[twitter-dev] Re: how are people collecting spritzer/gardenhose?
I'm just using a realtime json parser in Ruby written as a native C extension (http://github.com/brianmario/yajl-ruby/tree/master) It's really simple to use and well documented. I'm just storing everything in a Postgres database, and then using other scripts to query it. Note: using gardenhose at least you get a LOT of data fast. In just a few days, I have a 4GB+ database now or so On Jun 11, 5:10 pm, "M. Edward (Ed) Borasky" wrote: > Right now, I'm collecting spritzer data with a simple shell script > "curl | bzip2 -c > .bz2". A cron > job checks every minute and restarts the script if it crashes. The > rest is simple ETL. :)
[twitter-dev] Re: how are people collecting spritzer/gardenhose?
Right now, I'm collecting spritzer data with a simple shell script "curl | bzip2 -c > .bz2". A cron job checks every minute and restarts the script if it crashes. The rest is simple ETL. :)

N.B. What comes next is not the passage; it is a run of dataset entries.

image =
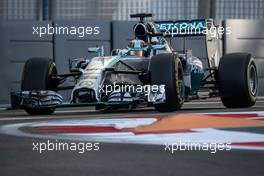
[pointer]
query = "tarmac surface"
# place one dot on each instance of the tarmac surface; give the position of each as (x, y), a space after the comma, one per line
(125, 150)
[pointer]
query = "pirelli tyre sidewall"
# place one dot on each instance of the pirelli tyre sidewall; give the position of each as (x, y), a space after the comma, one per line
(238, 81)
(166, 69)
(37, 75)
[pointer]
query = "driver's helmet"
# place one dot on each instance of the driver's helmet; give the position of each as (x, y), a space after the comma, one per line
(137, 48)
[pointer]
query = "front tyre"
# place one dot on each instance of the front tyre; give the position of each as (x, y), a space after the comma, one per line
(166, 69)
(238, 81)
(37, 75)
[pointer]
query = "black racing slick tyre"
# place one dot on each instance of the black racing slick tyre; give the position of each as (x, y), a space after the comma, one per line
(37, 75)
(238, 80)
(166, 69)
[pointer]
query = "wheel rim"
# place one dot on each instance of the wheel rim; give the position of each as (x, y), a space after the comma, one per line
(252, 79)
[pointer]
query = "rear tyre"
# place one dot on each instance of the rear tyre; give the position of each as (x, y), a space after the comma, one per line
(166, 69)
(238, 81)
(37, 75)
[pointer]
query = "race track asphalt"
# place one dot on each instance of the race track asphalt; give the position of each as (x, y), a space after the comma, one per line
(17, 157)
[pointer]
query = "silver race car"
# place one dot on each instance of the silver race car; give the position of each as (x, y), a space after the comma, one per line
(148, 72)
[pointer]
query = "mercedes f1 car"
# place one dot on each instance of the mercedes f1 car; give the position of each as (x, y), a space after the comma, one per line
(148, 72)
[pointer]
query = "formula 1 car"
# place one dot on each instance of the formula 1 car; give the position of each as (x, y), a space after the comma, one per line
(149, 72)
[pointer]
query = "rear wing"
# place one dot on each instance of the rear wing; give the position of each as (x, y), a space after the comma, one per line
(184, 27)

[twitter-dev] Re: how are people collecting spritzer/gardenhose?
On Tue, May 26, 2009 at 10:38 AM, pplante wrote: > You are essentially doing the same thing via some bash scripts and > flatfiles. How are you parsing and indexing the data once its > collected? python simplejson, custom tokenizer & other text analysis, then lots of tokyo cabinet/tyrant. -- Brendan O'Connor - http://anyall.org
[twitter-dev] Re: how are people collecting spritzer/gardenhose?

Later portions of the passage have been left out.